Ada 6.000 Anak Putus Sekolah di Kota Bogor, Puan: Negara Tidak Boleh Kehilangan Satu Generasi
JAKARTA, iNewsBogor.id — Ketua DPR RI Puan Maharani menyoroti tajam temuan 6.000 Anak Tidak Sekolah (ATS) dan anak putus sekolah di Kota Bogor, Jawa Barat. Puan menilai fenomena ini harus menjadi alarm keras bagi Pemerintah bahwa tantangan pembangunan sumber daya manusia (SDM) Indonesia telah memasuki babak baru yang memprihatinkan.
Menurut Puan, persoalan pendidikan saat ini tak lagi sebatas ketersediaan gedung sekolah, Bantuan Operasional Sekolah (BOS), atau akses belajar. Tantangan terbesar saat ini justru menjaga motivasi dan keyakinan anak bahwa pendidikan adalah jalan utama membangun masa depan.
"Negara sedang menghadapi tantangan dalam menjaga mimpi dan cita-cita generasi mudanya. Jika kondisi ini dibiarkan, yang hilang bukan hanya kesempatan belajar seorang anak, tetapi juga kualitas sumber daya manusia yang akan menentukan masa depan Indonesia," ujar Puan Maharani.
Puan menyoroti temuan Forum Komunikasi Pusat Kegiatan Belajar Masyarakat (FKBM) Kota Bogor yang menyebutkan bahwa fenomena putus sekolah di wilayah tersebut bukan didominasi faktor biaya atau akses, melainkan rendahnya kemauan anak untuk bersekolah. Sebagai contoh, dari 141 data ATS di Kelurahan Tegallega, hanya 35 anak yang bersedia kembali masuk lembaga pendidikan.
Secara nasional, data Kementerian Pendidikan Dasar dan Menengah (Kemendikdasmen) menunjukkan angka yang mengkhawatirkan. Jumlah ATS di Indonesia kini menembus 3,96 juta anak. Rinciannya meliputi 1,91 juta anak Belum Pernah Bersekolah (BPB), 986 ribu anak Drop Out (DO), serta 1,06 juta anak Lulus Tidak Melanjutkan (LTM).
Melihat kondisi tersebut, Puan mendesak agar penanganan isu ATS dinaikkan statusnya menjadi agenda strategis pembangunan nasional. Ia mendorong Pemerintah segera menyusun Grand Design Nasional Penuntasan Anak Tidak Sekolah hingga 2045 sebagai peta jalan lintas sektor.

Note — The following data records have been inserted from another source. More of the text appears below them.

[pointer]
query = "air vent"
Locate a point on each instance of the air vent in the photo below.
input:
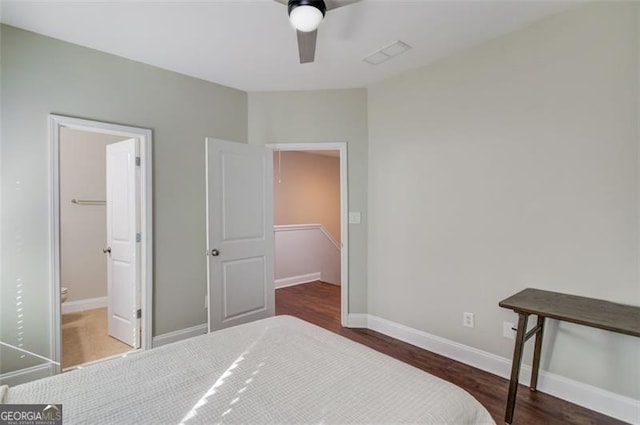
(387, 52)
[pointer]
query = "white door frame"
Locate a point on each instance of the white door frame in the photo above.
(344, 211)
(56, 122)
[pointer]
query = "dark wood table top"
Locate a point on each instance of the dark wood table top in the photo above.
(621, 318)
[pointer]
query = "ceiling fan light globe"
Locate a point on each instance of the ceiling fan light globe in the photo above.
(306, 18)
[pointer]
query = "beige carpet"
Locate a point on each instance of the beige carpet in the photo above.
(85, 338)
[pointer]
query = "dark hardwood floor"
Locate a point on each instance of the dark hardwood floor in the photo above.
(319, 303)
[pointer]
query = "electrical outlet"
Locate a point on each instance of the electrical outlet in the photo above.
(507, 330)
(467, 319)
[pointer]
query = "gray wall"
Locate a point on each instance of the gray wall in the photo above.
(510, 165)
(324, 116)
(40, 76)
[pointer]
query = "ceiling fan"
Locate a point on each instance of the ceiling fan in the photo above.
(305, 16)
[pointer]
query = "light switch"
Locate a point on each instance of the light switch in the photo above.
(355, 218)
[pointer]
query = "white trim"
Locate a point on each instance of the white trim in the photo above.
(84, 305)
(27, 375)
(608, 403)
(146, 222)
(357, 320)
(344, 211)
(293, 227)
(179, 335)
(296, 280)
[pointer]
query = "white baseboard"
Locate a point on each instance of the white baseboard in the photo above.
(83, 305)
(620, 407)
(355, 320)
(175, 336)
(296, 280)
(26, 375)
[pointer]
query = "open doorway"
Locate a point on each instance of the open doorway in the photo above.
(101, 222)
(310, 229)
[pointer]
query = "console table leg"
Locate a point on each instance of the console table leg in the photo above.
(515, 366)
(536, 355)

"Pemerintah perlu menetapkan penurunan angka ATS sebagai salah satu indikator utama keberhasilan pembangunan SDM yang mengikat seluruh kementerian dan pemerintah daerah," tegas mantan Menko PMK tersebut.
Puan mengusulkan agar pendekatan hukum dan kebijakan diubah, dari sekadar menangani anak yang sudah putus sekolah menjadi sistem pencegahan dini (early warning system). Hal ini dilakukan dengan mengintegrasikan data pendidikan, perlindungan sosial, dan kependudukan.
Selain itu, ia menyarankan adanya insentif fiskal bagi pemerintah daerah yang berhasil menjaga anak-anak di wilayahnya tetap bersekolah.
"Indonesia Emas 2045 tidak akan ditentukan oleh seberapa banyak sekolah yang dibangun, tetapi oleh seberapa banyak anak Indonesia yang berhasil dijaga agar tetap memperoleh pendidikan. Negara tidak boleh kehilangan satu generasi," pungkas Puan.